CalSTRS has had the ability to invest in REITs for some time, he noted.
"We had it in our policy that we could invest in REITs but we never acted on it," Mr. DiRe said. "More and more investors are adding REITs and making it part of their real estate portfolio. It's part of our toolkit, especially in areas we can't access otherwise."

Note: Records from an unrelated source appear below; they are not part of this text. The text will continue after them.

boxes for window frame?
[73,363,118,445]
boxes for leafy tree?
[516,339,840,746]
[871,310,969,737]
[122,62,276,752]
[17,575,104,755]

REITs have a better liquidity profile and allow investors to have a more directed portfolio, he said. For example, real estate open-end funds are similar to REITs but the open-end fund pools tend to hold a wider array of sectors than REITs, which tend to be focused on a specific property type and/or region. Additionally, investors can't get in and out of an open-end fund as easily — there are often queues of other investors waiting to invest or redeem their stakes, Mr. DiRe noted.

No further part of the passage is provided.